The (Not So) Great Outdoors

The (Not So) Great Outdoors

Adrienne Beatty

I never thought I’d go to a school like Colgate. After growing up amongst cows and cornfields, I was pretty dead-set on going to college in a big city. But alas, I am here, and so I decided to take full advantage of my surroundings and do everything that I’ll never be able to do after I embark on my post-collegiate life of urbanism. The “Wilderness Adventure thing” seemed like a good start.

“You’re not exactly outdoorsy,” my mother said on the eve of my excursion. I resented this statement. Perhaps my experience with actual hiking was minimal, but I went running outside almost everyday. It wasn’t my fault that I wasn’t outdoorsy – the opportunity had never presented itself! But now that it had, I decided that the best way to make up for lost time in the great outdoors was to sign up for the most hardcore trip Wilderness Adventure had to offer.

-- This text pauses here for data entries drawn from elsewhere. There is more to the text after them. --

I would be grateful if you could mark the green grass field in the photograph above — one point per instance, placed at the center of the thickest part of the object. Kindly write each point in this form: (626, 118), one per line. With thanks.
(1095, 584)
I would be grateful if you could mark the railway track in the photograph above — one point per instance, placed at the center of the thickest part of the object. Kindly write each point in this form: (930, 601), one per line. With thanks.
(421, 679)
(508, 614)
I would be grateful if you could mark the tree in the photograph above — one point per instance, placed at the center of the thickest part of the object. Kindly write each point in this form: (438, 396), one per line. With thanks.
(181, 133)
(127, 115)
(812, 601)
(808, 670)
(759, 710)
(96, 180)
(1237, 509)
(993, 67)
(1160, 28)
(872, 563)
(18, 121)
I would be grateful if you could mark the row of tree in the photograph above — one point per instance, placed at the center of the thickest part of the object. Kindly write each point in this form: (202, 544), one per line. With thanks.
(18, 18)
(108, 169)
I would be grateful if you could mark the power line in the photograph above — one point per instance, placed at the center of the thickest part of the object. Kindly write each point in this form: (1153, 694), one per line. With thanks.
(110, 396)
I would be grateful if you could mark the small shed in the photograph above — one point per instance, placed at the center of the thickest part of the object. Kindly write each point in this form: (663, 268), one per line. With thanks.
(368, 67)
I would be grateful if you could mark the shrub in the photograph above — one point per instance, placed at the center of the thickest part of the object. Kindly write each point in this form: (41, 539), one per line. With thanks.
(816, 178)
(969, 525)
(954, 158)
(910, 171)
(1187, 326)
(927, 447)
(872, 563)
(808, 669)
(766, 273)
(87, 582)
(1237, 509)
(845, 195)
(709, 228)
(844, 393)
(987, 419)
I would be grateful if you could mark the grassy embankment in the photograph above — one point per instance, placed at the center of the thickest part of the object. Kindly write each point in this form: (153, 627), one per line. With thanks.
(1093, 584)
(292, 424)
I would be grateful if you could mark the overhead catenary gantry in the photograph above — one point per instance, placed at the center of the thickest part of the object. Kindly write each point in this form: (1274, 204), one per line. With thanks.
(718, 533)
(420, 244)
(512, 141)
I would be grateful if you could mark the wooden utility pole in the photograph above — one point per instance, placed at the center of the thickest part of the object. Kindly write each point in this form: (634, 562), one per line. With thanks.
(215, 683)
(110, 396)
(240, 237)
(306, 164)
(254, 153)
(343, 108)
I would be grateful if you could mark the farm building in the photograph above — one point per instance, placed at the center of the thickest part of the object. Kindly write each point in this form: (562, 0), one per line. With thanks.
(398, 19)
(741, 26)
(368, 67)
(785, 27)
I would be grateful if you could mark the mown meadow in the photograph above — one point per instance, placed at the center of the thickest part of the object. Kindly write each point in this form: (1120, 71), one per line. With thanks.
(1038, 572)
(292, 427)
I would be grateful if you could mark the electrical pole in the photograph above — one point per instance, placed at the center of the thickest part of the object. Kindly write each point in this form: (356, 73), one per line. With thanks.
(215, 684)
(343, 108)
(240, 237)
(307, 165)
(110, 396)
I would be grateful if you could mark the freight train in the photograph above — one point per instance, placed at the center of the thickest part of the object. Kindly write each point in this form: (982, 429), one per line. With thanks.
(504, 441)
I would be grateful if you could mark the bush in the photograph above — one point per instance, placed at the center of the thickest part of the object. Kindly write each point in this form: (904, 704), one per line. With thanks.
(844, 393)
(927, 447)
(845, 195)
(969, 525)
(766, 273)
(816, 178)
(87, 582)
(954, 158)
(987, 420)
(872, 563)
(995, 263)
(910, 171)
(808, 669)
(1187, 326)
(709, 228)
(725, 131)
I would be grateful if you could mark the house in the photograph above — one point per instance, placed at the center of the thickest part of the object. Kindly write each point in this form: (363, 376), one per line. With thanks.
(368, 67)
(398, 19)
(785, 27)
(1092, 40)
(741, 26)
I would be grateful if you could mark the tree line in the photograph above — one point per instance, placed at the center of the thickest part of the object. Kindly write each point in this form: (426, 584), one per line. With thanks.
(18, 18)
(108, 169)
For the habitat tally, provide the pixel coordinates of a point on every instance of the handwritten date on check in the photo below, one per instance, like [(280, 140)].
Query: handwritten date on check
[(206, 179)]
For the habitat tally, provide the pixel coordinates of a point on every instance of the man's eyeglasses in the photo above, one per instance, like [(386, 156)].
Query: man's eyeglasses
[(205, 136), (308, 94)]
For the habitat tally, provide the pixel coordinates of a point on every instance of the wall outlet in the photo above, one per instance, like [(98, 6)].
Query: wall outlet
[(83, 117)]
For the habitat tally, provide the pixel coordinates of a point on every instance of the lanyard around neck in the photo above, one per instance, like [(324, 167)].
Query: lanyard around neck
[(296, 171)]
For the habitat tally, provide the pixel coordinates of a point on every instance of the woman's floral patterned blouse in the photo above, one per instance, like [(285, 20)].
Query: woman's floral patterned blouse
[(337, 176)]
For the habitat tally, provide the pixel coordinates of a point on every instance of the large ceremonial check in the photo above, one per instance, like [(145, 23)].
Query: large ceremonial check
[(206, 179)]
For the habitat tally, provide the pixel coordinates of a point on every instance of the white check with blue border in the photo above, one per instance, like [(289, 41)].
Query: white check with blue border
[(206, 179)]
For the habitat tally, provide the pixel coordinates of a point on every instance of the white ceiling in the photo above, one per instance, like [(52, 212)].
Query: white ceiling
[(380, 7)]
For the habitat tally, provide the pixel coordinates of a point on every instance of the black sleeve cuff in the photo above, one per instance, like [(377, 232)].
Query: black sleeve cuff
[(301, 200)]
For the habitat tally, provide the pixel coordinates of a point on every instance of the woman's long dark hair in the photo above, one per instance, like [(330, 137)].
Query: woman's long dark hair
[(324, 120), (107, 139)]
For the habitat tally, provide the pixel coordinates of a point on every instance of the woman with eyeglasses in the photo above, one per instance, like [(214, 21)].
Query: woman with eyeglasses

“Go big or go home,” I reasoned to my doubtful parents.

The first day involved a small hike with a consistent incline, and as we prepared for bed that night, I felt happy and confident that this trip was very manageable, based on that first hike. It was like doing the Stairmaster with 45 pounds on your back. And the food wasn’t bad, just a little dirty.

The next morning, on the day that we would ascend the highest peak of the journey, we woke up to rain. Little did I know that this would be the most miserable, painful day of my entire life.

No longer was our trek comparable to the Stairmaster. Now there were rocks, boulders even, up which we had to climb, and they never ended. If this was what it took to be outdoorsy, my quads couldn’t handle it.

At the summit, the rain became hail. It’s interesting, though, that when you’re suffering aerobically, sensations like wet and cold kind of take a backseat. No one was complaining, which I thought was cool. If these people, who truly were hardcore and experienced and knew what they were doing, were not complaining, then really who was I to complain? It was definitely mind over matter.

“I must stop, I am going to die,” I would say to myself, and then I’d say, “Well that’s not an option, because I’ll freeze to death on top of this mountain if I stop, and plus, I’ll ruin everyone else’s trip.” So essentially I had no choice.

The first day of misery was a precursor of things to come, like the 12-mile hike we took two days later. But it was the sort of thing that made you proud of yourself, as cheesy as that sounds, and I met an awesome group of people who I’m pretty sure I will be friends with forever. Hopefully we can someday do a reunion trip, only this time, it might be nice if we could stay in a hotel and take showers after sweating profusely every day.

After all, we’ve already done the outdoorsy sleeping outside thing, and as the Mark Twain quote in our Hiker’s Book of Quotes said, “I’m glad I did it, partly because it was worth it, but mostly because I shall never have to do it again”.